Disney Hotel New York – The Art of Marvel is a hotel situated next to Disneyland Paris. Originally called Disney's Hotel New York, the original hotel was designed by the 2011 Driehaus Prize winner and postmodern architect Michael Graves. Citing early 20th century Art Deco it was designed to echo the essence and feel of New York City. The exterior of the hotel itself is a stylized skyscraper-filled skyline. The hotel opened in 1992.

During the 2017 edition of D23, Bob Chapek, chairman of Disney Experiences, announced that the hotel would be reimagined by Walt Disney Imagineering to Disney's Hotel New York – The Art of Marvel.
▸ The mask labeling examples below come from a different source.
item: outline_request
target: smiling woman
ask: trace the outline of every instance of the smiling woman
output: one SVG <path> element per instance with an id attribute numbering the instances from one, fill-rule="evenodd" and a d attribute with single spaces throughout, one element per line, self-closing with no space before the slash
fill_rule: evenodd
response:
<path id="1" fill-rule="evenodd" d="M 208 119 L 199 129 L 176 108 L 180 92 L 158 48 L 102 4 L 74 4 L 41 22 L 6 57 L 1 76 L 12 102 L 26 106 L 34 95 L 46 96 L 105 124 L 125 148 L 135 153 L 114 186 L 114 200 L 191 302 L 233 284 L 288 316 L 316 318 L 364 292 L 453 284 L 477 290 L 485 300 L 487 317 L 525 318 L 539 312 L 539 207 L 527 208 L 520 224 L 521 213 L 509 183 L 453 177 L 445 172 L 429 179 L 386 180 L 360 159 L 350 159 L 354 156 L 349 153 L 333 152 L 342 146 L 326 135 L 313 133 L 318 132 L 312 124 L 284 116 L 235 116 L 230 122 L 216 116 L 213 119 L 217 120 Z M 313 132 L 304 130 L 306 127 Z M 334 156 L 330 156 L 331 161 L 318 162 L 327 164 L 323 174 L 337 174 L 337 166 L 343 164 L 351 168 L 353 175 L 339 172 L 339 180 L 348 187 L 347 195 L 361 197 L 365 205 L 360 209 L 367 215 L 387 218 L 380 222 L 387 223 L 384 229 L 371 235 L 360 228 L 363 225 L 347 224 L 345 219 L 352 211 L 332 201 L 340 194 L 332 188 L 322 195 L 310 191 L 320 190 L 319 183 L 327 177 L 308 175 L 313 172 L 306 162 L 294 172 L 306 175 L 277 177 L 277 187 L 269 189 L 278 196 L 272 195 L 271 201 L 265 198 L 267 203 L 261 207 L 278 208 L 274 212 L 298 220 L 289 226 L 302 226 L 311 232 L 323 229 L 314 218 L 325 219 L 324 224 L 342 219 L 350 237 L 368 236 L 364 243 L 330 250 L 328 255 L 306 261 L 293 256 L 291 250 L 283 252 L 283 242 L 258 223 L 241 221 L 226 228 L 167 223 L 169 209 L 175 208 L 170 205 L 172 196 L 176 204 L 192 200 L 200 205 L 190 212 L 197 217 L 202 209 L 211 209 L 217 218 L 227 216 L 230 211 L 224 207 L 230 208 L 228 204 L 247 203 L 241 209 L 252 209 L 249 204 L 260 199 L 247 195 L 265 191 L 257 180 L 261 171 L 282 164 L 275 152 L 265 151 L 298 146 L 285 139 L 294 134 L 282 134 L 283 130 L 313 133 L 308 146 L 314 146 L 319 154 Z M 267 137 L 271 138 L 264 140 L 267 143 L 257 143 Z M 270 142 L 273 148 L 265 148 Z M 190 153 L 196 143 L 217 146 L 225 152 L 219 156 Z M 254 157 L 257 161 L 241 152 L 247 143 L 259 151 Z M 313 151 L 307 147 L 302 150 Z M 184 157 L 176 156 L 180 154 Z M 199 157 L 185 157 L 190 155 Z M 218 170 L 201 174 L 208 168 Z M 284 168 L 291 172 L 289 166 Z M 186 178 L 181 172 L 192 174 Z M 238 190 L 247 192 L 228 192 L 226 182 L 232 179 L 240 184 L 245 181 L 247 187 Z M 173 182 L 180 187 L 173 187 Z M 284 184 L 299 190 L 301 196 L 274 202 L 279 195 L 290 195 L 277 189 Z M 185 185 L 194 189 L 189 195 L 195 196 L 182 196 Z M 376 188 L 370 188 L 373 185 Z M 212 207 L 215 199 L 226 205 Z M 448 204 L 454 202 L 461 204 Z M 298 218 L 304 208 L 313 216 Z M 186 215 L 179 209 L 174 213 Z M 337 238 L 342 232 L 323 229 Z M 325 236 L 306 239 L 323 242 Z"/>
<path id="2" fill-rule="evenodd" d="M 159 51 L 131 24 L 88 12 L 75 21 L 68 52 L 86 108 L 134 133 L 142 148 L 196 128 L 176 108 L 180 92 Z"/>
The reimagined hotel eventually opened in June 2021. A subsequent rebrand that saw the possessive apostrophe dropped took place in July 2022. This meant the name became Disney Hotel New York – The Art of Marvel.

==Retheming into The Art of Marvel==
During the D23 expo of August 2019, it was announced that one of the suites of the hotel would be fully themed into Spider-Man, while the more standard rooms are more Iron-Man inspired. The hotel now houses the world's largest collection of Marvel art and features odes to Captain America, Spider-Man, Doctor Strange, the Incredible Hulk and other Marvel superheroes.

==Activities and dining==
The hotel features two restaurants, the Manhattan Restaurant originally based on Manhattan's Cotton Club; now features many elements of the MCU including an Asgardian chandelier. Also, the Downtown Restaurant is an art-deco style buffet restaurant with Marvel comics adorning its walls. The Skyline Bar and Bleecker Street Lounge serve drinks and light snacks. Outside features Bryant Park; an event space based on the park of the same name in Manhattan.

A small gift shop, the New York Boutique, sells themed clothing, souvenirs, photographs taken with characters or on rides, the hotel's signature scent, bottled beverages, as well as a small selection of travel essentials.

Super Hero Station is a character meet opportunity for guests of the hotel, also featuring backdrops displaying scenes from Marvel Cinematic Universe films. An indoor/outdoor pool with a jacuzzi and pool toys is available. The Empire State Club once held Character breakfasts. A Disney character used to appear every morning next to the hotel lobby.

==Location==
Disney Hotel New York – The Art of Marvel is the nearest to Panoramagique and Disney Village.